I'm not new to C programming, but I'm having question regarding the memory allocation of a pointer variable which, for instance, will be declared in main(), but its memory will be allocated in subroutine.

To clearify my question, I provide a small working example:
Code:
#include <stdlib.h>

void subroutine(void **ptr);

main()
{
  void **ptr  = NULL;
 
  subroutine(&ptr);

  return 0;
}

void subroutine(void **ptr)
{
   *ptr = (void*) malloc (10);
}

Why do I have to declare that variable as a pointer to a pointer?
Can someone explain that example to me? Why I can't simply pass the address of "ptr" to the subroutine by "subroutine(ptr);". Why do I have to apply an additional address operator? What is the result of "&ptr", because I thought "ptr" is already the address.
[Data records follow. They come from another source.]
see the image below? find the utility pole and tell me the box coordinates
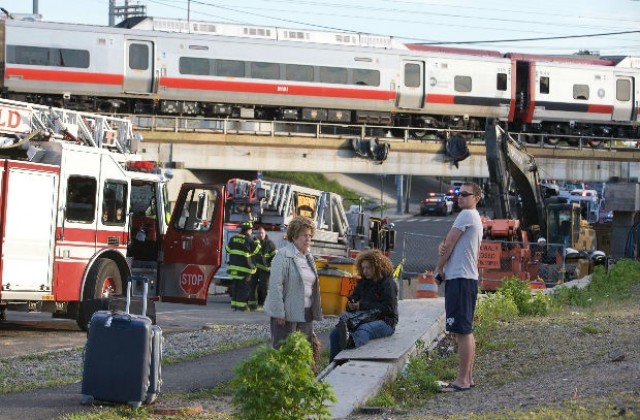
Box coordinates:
[109,0,147,26]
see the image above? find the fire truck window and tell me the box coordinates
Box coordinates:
[130,181,156,216]
[102,181,128,225]
[176,188,217,231]
[66,176,97,222]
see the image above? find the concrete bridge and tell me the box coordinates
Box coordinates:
[133,117,640,182]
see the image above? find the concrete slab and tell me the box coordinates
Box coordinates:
[323,298,446,419]
[324,360,397,419]
[334,298,445,361]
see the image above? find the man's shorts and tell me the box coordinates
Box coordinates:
[444,278,478,335]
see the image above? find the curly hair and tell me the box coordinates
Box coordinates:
[355,249,394,280]
[285,216,316,242]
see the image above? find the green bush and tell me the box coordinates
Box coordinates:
[231,332,336,420]
[497,277,550,316]
[552,259,640,307]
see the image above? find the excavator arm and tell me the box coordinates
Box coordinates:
[484,119,546,238]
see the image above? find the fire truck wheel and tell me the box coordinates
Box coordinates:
[76,258,123,330]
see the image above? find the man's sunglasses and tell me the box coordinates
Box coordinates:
[458,192,476,197]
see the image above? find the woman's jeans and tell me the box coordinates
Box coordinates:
[329,320,394,361]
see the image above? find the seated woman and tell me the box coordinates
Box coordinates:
[329,249,398,361]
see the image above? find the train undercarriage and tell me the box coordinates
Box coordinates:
[8,92,638,147]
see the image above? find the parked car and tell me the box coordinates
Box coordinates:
[420,193,454,216]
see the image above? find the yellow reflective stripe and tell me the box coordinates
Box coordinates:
[227,249,253,257]
[229,265,257,274]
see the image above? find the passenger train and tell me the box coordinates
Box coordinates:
[1,17,638,146]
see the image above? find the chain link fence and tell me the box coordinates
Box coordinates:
[398,232,572,297]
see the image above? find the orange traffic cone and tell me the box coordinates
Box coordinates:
[416,272,439,298]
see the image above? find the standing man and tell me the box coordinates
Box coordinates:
[226,221,261,311]
[434,182,483,392]
[248,226,277,311]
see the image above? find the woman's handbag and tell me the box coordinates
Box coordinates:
[339,309,382,331]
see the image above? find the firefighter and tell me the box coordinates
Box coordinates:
[226,221,261,311]
[248,226,278,311]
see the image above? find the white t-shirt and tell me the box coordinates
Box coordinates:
[293,250,316,308]
[444,208,483,280]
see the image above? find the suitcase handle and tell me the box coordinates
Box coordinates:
[126,275,149,316]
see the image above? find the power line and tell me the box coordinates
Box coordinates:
[416,30,640,46]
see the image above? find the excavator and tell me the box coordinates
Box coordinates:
[481,119,598,291]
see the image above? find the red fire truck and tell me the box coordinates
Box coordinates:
[0,99,225,329]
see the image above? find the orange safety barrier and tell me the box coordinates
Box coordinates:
[416,272,439,298]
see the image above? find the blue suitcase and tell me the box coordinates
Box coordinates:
[81,276,162,407]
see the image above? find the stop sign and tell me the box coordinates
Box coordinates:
[180,264,206,295]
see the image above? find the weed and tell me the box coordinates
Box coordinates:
[231,332,336,420]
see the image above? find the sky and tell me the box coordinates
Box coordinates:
[2,0,639,56]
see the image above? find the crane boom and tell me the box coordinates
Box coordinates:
[484,119,546,237]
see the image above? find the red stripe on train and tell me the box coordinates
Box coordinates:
[160,77,396,101]
[587,104,614,114]
[5,68,124,85]
[425,94,455,104]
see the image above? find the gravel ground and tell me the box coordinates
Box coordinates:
[2,296,638,419]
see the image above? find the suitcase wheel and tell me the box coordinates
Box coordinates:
[80,395,94,405]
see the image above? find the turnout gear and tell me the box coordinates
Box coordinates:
[248,233,278,309]
[226,231,260,310]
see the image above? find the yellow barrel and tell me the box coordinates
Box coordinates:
[318,267,359,315]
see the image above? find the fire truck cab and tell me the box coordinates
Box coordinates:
[0,99,223,328]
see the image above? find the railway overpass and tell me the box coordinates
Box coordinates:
[134,117,640,183]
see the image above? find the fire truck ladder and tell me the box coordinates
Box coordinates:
[1,98,135,153]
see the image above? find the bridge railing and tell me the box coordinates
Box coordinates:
[128,114,482,144]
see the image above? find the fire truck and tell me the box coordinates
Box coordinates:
[213,177,395,292]
[0,98,232,328]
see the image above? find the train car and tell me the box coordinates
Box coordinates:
[509,54,640,146]
[0,17,512,136]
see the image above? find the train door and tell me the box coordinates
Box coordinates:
[612,76,635,122]
[397,60,424,109]
[158,183,225,304]
[123,40,155,94]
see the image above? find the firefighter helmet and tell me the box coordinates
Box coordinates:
[240,221,254,231]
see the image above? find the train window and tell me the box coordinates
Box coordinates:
[251,62,280,80]
[454,76,472,93]
[573,85,589,100]
[129,44,149,70]
[179,57,212,75]
[59,49,90,68]
[540,77,550,94]
[616,79,631,101]
[353,69,380,87]
[285,64,314,82]
[320,66,348,84]
[8,45,89,68]
[496,73,508,91]
[66,176,97,223]
[404,63,420,88]
[217,60,245,77]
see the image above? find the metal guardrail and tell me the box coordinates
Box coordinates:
[128,114,637,151]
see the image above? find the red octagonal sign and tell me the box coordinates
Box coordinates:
[180,264,206,296]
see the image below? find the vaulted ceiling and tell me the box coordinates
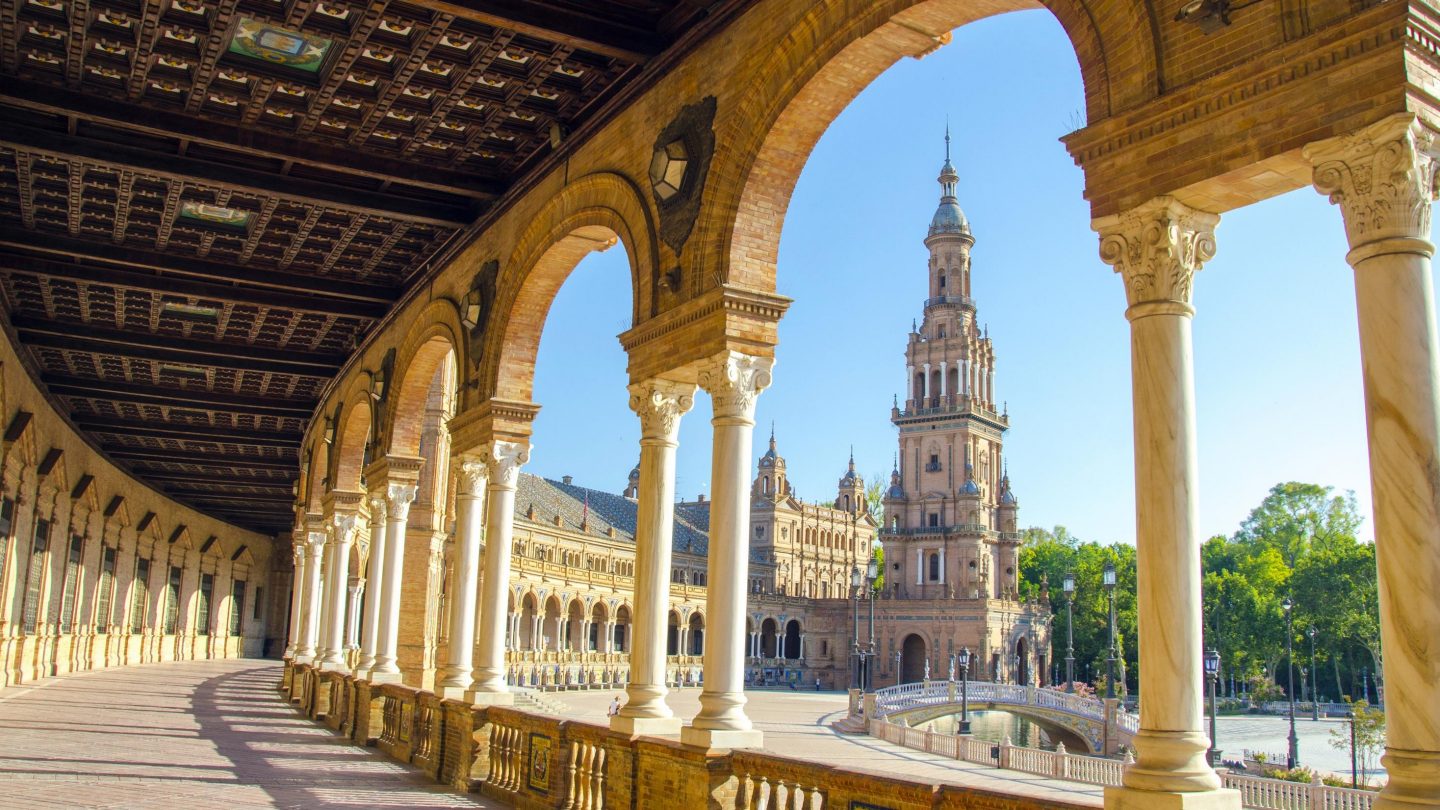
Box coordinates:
[0,0,753,535]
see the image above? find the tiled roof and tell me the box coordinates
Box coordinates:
[514,474,711,556]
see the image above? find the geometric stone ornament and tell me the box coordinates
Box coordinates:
[650,96,717,256]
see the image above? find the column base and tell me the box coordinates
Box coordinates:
[464,690,515,707]
[1105,787,1241,810]
[294,653,316,664]
[1375,747,1440,808]
[610,714,681,736]
[680,726,764,750]
[368,670,403,685]
[317,661,349,674]
[436,685,470,700]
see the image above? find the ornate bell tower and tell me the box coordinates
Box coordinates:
[883,133,1021,601]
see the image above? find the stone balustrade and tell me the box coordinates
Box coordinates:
[280,660,1093,809]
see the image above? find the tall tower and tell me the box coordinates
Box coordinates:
[882,134,1021,601]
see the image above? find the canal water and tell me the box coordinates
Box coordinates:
[916,710,1057,750]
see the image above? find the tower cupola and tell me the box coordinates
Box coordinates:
[928,127,972,240]
[836,447,864,514]
[753,424,789,501]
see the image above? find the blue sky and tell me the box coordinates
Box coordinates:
[525,10,1414,545]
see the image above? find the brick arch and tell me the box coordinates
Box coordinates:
[384,300,462,457]
[482,172,655,403]
[331,384,373,493]
[699,0,1149,294]
[304,439,327,515]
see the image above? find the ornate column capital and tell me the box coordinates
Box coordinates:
[332,513,359,546]
[628,379,696,443]
[1094,196,1219,316]
[386,482,418,521]
[367,493,388,525]
[481,440,529,489]
[1305,113,1439,254]
[697,351,774,422]
[456,455,489,498]
[305,531,326,557]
That is not resonable to me.

From my understanding that is what I would have done:
Code:
#include <stdlib.h>

void subroutine(void *ptr);

main()
{
  void *ptr  = NULL;
 
  subroutine(ptr);

  return 0;
}

void subroutine(void *ptr)
{
   ptr = (void*) malloc (10);
}

Thanks for your help!

Regards,
Maik
# 2  
Old 05-28-2009
The problem with your latter version is that the variable in main() won't be modified at all. In the subroutine, only the ptr local to the subroutine will be modified. To allow the ptr in main() to be modified, you are required to take a pointer to that variable, and thus requiring '&' on the calling side and an additional '*' on the callee side. This is true regardless of the type of the variable. It just happens that the type this time is void*. If the variable is an "int", then the parameter in the subroutine signature will be "int*".

One thing you need to keep in mind, is that parameters are passed by value.